10. Global Compliance & Export Control

You agree to comply with all applicable export control, trade, and economic sanctions laws and regulations in connection with your use of our Apps and services. We make no representation that our Apps or services are appropriate or available for use in your jurisdiction; accessing our services where they are illegal is prohibited.

11. Governing Law

Unless otherwise required by local law, these Terms shall be governed by and construed in accordance with the laws of [Insert Governing Jurisdiction], without regard to conflict of law provisions.

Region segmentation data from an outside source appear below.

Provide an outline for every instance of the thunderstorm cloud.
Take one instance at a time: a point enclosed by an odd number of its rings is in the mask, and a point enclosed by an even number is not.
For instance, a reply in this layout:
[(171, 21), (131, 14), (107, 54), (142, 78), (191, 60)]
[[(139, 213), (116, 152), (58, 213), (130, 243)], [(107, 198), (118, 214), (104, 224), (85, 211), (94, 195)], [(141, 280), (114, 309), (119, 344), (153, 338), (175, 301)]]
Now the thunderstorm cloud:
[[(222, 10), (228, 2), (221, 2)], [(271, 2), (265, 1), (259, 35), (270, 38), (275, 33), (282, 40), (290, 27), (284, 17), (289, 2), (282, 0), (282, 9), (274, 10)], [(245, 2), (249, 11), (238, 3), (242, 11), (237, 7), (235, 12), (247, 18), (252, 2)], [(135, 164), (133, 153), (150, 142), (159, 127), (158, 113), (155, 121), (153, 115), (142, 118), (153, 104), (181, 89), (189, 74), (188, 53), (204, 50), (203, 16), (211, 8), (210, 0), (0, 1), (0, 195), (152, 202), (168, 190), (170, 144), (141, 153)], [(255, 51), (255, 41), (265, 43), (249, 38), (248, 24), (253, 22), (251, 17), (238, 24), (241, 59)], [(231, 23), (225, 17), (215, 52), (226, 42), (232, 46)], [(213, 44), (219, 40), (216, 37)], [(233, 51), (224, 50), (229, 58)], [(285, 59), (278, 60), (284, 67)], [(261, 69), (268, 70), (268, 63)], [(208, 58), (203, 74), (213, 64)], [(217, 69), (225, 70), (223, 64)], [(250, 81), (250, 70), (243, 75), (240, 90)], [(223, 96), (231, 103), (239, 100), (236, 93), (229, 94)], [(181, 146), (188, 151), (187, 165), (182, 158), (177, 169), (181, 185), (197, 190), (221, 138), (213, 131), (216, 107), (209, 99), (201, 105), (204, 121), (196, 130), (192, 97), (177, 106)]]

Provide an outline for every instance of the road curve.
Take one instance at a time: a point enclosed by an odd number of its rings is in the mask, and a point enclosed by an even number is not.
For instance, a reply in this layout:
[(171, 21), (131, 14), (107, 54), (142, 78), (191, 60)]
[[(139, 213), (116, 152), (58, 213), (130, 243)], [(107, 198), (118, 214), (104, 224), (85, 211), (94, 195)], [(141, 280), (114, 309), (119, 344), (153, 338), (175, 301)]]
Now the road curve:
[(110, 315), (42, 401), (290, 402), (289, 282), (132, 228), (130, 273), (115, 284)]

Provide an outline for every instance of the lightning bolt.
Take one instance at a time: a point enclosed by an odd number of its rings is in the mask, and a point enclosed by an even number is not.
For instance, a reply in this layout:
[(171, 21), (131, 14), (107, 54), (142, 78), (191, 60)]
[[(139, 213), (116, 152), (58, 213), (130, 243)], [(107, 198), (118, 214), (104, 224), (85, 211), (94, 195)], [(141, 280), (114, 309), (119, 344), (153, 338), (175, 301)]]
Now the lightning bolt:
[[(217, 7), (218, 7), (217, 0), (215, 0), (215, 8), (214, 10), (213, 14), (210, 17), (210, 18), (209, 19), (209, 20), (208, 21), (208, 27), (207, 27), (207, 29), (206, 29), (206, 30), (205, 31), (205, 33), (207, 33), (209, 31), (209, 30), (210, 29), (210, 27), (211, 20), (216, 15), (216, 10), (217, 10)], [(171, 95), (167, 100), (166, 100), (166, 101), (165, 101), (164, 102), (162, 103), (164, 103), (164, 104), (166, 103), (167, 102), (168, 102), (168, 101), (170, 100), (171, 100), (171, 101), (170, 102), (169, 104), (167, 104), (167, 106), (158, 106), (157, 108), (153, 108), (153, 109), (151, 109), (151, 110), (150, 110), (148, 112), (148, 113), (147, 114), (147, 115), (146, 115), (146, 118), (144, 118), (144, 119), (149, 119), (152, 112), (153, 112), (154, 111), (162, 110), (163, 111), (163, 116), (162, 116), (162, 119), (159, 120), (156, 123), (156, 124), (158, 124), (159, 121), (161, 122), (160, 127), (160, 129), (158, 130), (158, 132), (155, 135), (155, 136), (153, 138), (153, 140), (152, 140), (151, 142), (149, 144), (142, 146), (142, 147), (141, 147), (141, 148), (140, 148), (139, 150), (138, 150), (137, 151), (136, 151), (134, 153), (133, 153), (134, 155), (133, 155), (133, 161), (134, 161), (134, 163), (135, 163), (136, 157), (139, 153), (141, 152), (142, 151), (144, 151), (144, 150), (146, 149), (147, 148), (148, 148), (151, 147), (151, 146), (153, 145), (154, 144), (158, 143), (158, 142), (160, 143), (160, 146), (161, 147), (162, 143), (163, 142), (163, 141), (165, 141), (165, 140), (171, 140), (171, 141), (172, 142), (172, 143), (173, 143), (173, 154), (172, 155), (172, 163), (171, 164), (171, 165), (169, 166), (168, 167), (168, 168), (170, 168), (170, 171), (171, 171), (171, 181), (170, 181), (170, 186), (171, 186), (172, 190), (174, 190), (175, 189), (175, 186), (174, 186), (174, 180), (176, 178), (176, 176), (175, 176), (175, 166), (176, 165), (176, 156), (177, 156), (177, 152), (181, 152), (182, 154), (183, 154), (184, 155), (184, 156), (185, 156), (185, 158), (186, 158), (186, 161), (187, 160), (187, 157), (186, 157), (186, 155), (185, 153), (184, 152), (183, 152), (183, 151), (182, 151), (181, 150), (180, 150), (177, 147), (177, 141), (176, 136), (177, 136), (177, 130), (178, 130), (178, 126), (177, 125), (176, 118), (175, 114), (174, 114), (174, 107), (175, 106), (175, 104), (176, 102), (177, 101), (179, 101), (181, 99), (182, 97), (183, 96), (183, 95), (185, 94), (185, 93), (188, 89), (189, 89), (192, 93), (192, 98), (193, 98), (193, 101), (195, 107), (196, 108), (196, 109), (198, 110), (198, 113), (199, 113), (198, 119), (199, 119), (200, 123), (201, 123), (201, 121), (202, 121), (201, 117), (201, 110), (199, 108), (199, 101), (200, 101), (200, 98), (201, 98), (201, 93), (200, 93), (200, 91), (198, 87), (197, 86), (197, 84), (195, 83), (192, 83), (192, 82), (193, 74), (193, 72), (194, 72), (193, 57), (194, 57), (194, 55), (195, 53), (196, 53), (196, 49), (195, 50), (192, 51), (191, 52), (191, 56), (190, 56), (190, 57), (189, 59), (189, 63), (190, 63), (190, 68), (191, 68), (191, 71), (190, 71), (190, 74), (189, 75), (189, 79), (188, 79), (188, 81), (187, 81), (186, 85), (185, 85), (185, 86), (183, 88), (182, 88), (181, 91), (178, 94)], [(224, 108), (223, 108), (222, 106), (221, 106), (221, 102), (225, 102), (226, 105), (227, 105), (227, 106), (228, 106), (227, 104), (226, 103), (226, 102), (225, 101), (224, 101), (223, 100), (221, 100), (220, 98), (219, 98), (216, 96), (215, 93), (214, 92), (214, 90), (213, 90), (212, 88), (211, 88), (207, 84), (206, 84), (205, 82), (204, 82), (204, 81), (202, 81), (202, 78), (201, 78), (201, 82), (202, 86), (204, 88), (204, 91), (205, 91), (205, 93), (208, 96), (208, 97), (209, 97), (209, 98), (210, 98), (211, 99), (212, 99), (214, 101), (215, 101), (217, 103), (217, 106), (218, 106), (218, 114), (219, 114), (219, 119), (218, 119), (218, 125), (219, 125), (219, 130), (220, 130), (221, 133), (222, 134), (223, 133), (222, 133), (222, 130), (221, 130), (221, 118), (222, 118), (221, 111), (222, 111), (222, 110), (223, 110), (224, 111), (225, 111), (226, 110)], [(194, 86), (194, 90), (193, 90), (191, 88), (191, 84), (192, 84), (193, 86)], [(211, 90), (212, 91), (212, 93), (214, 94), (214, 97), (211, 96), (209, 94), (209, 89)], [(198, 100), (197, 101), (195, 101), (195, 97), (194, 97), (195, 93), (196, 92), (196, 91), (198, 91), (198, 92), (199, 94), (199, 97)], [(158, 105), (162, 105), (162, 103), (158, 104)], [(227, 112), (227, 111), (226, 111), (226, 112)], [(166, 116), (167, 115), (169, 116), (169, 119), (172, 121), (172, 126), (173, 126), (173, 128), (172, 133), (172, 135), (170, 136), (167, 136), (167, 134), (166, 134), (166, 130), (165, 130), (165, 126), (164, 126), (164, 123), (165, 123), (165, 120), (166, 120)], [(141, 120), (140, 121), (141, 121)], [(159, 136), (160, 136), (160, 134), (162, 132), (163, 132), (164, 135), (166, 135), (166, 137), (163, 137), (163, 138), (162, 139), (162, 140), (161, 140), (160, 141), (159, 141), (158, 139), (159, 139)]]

You consent to the exclusive jurisdiction of the courts in [Insert Governing Jurisdiction] to resolve any dispute arising out of or related to these Terms.

12. Amendments

We may update these Terms from time to time. If we make material changes, we will notify you by email (if available) or by posting a notice on our websites. Your continued use of our services after any amendments indicates your acceptance of the updated Terms.

13. Contact Us

If you have questions about these Terms or any other concerns, please contact us:

Email: [email protected]

Additional Notices

Use of GenAI: You acknowledge that Generative AI (“GenAI”) has been used in the creation of certain website content and in our application development processes, in compliance with worldwide AI regulatory requirements. This use does not alter or diminish any of our intellectual property rights in the Apps.

Deployment & Configuration: We can change your deployment option before the application is delivered, based on a change request from you. Configuration or setup can be undertaken by our team based on your user information. Typically, one or two administrators will have majority control over your users; we remain available to support requests within reason.

No Meetings Prior to Subscription: No formal product or service meetings will take place until a subscription is initiated. We will respond to miscellaneous queries beforehand, but detailed demonstrations or discussions require an active subscription.